Colas – Mayotte : en lutte pour les salaires et la dignité16/04/20252025Journal/medias/journalarticle/images/2025/04/P11-1_Piquet_gr%C3%A8ve_Colas_14_avril2025_C_LO.jpg.420x236_q85_box-0%2C75%2C800%2C525_crop_detail.jpg

Leur société

Colas – Mayotte : en lutte pour les salaires et la dignité

Le 25 février, à Mayotte, la grève a démarré chez ETPC, filiale de Colas, contrôlée par le groupe Bouygues, qui exploite une carrière de granulats et fabrique parpaings et bordures. Les travailleurs revendiquent le versement de 3 000 euros de « prime Chido ».

Illustration - en lutte pour les salaires et la dignité

Un jugement du 20 mars, imposant la levée du premier piquet de grève avec une astreinte de 1 000 euros par jour, a contraint à la suspension du mouvement. Cependant, les travailleurs de Colas, à leur tour, se sont mis en grève et se heurtent depuis à l’acharnement judiciaire du patron. Celui-ci a essayé par deux fois de les contraindre à lever leur piquet de grève. Il a obtenu la mise en place d’une médiation, grâce à laquelle il entend bien faire prévaloir ses intérêts.

Ce n’est sans doute pas un hasard si, la veille de cette décision, la direction de Colas a publié un très long communiqué de presse, relevant du conte… ou de la menace contre les grévistes. Colas prétend donc « accompagner les collaborateurs et participer activement à la reconstruction de l’île », et regrette vivement que « des mouvements sociaux aient provoqué des blocages illégaux, des tensions sur plusieurs sites ainsi que des perturbations de l’activité ».

À Mayotte, l’essentiel des marchés de travaux publics est réparti entre Colas et Vinci. Ces deux groupes semblent s’entendre pour se les partager sous le regard complaisant des autorités. Leur emprise sur le territoire est telle que, si l’on a besoin d’un huissier ou d’un avocat dans une affaire contre Colas, il faut aller les chercher hors de Mayotte.

À l’issue de la dernière audience, on a pu voir le patron de Colas sortir tout sourire en serrant la main de la juge. Cela ne peut que donner du crédit à un bruit rapporté par un gréviste : « Le patron a dit qu’il allait nous « laisser crever », une phrase lourde de sens dans un contexte où la vie est de plus en plus chère à Mayotte. À titre d’exemple, le kilo de bananes coûte 7 euros, contre moins de 2 euros dans l’Hexagone, si je n’avais pas un petit champ pour cultiver, je ne pourrais pas m’en sortir, et je ne suis pas le seul. »

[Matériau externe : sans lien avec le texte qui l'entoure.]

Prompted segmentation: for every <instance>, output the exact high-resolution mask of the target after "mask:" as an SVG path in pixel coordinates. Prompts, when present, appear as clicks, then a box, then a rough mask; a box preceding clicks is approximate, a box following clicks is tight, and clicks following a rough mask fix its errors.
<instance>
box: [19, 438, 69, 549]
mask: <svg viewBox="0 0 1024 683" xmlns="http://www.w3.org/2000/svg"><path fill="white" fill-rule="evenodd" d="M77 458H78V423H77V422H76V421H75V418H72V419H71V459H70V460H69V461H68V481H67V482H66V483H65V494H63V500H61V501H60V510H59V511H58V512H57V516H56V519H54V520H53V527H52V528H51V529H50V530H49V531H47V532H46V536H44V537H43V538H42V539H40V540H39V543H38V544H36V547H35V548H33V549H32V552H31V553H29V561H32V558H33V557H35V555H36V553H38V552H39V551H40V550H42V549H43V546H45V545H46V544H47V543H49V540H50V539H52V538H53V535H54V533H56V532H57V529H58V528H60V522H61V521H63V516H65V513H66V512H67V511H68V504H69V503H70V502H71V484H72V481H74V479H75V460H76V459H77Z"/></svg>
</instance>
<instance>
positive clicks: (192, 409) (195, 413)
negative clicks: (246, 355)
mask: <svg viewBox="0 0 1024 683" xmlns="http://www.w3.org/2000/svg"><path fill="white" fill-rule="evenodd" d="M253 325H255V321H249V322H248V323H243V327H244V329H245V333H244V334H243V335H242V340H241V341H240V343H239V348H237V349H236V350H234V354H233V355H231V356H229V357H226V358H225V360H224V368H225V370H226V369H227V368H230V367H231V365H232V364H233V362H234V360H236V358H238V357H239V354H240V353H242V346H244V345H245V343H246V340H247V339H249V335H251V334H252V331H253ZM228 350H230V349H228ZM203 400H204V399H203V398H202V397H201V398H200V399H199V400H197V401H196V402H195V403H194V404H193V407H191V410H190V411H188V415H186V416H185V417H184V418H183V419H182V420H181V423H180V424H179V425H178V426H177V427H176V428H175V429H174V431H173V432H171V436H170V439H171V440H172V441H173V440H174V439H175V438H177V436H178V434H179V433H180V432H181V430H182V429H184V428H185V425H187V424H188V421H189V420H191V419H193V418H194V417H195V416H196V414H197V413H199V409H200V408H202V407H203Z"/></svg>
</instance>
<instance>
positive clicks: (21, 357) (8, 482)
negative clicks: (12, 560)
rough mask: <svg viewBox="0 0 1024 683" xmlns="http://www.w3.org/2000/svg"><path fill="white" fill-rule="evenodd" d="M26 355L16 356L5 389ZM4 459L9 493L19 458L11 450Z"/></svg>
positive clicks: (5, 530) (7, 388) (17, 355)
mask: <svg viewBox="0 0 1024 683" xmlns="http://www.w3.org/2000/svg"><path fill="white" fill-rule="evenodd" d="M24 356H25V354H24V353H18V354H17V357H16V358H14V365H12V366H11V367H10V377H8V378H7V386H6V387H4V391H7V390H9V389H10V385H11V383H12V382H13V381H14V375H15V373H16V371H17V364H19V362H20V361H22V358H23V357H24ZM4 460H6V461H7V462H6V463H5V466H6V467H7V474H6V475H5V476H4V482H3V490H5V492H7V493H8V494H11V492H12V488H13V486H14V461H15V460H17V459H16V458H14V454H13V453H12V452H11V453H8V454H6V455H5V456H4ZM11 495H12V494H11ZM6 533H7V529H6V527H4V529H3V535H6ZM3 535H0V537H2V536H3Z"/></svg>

Un autre gréviste résume ainsi la situation : « Colas-Mayotte est le premier mondial en dividendes, mais le dernier en salaires. » La grande majorité des travailleurs perçoit des salaires précaires basés sur des contrats de chantier, indexés sur une convention locale, ce qui est un scandale, quatorze ans après la départementalisation.

De plus, la majorité des travailleurs sont d’origine comorienne, et leur présence sur le territoire est conditionnée à leur contrat de travail. Pour eux, faire grève, c’est s’exposer au licenciement et à l’expulsion. Ce chantage fait aussi partie des méthodes d’exploitation. Et puis, il faut subir l’encadrement métropolitain, rémunéré selon les grilles salariales hexagonales bien plus avantageuses.

Le patron, soutenu par l’État, n’hésite pas à faire appel à des sociétés d’intérim, comme Randstad ou Proman, pour remplacer les grévistes. Après plus de deux mois de grève chez ETPC, plus d’un mois chez Colas… les travailleurs savent qu’il faudra un autre rapport de force pour le faire céder. Ils discutent, tout en étant sceptiques, de la perspective de « socialiser la grève ».

Quelle qu’en soit l’issue, ce mouvement est plein d’enseignements qui ne seront pas perdus. D’autres luttes ne manqueront pas, tant le monde du travail subit une exploitation doublée de mépris colonial.